Su Ranran no fue al comedor y respondió de manera brusca: “No es necesario, conduciré yo misma”.

Ni siquiera quería desayunar y quería irse.

Pero antes de que pudiera dar dos pasos, la fría voz de Li Chengyuan sonó de nuevo:

“Su Ranran, no me hagas enojar, o no podrás soportar las consecuencias.”

Al escuchar esto, Su Ranran se asustó un poco.

No tuvo más remedio que ir al comedor y sentarse, evitando mirarlo a los ojos mientras comía en silencio.

Li Chengyuan la observaba.

Veía que Su Ranran tenía facciones delicadas y era delgada; a pesar de tener 24 años, todavía parecía una joven universitaria.

Además, cuando estaban en la cama, había visto claramente que no tenía signos de haber tenido hijos.

Así que esos dos niños definitivamente no podían ser suyos biológicos.

Decidió creerla y su voz se volvió más amable:

“¿Qué trabajo haces?”

Admitió que la había ignorado hasta ahora.

A partir de ahora, prestaría más atención a ella, la trataría bien y haría que dejara de pensar en el divorcio.

Su Ranran seguía comiendo en silencio, pensando rápidamente en qué palabras usar para engañar a ese hombre.

Después de un rato, respondió de manera evasiva: “Trabajo en una tienda.”

En realidad, no tenía trabajo alguno fuera.

Cuando estaba en el extranjero, por los niños, no terminó sus estudios.

Pero se había convertido en escritora para revistas y enviaba dos artículos al mes, lo que le permitía ganar lo suficiente para mantenerse.

Li Chengyuan preguntó de nuevo:

“¿En qué tienda? Te llevaré allí en un momento.”

Su Ranran rechazó inmediatamente: “No es necesario.”

Li Chengyuan no le hizo caso y, después del desayuno, la llevó personalmente hasta su coche.

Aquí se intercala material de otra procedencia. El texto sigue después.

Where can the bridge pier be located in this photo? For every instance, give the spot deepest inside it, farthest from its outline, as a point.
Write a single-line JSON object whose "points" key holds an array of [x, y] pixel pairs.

Su Ranran sabía que no podía rechazarlo, así que mencionó una tienda cercana a Star River Bay.

De todos modos, Li Chengyuan no iba a ir realmente a esa tienda para verificarlo.

Mientras Li Chengyuan la llevaba en coche a la tienda, recibió una llamada de Lu Chen.

Li Chengyuan se puso los auriculares Bluetooth y el interlocutor le informó:

“Presidente, los resultados de las pruebas están listos. Esos dos niños son realmente hijos de su esposa.”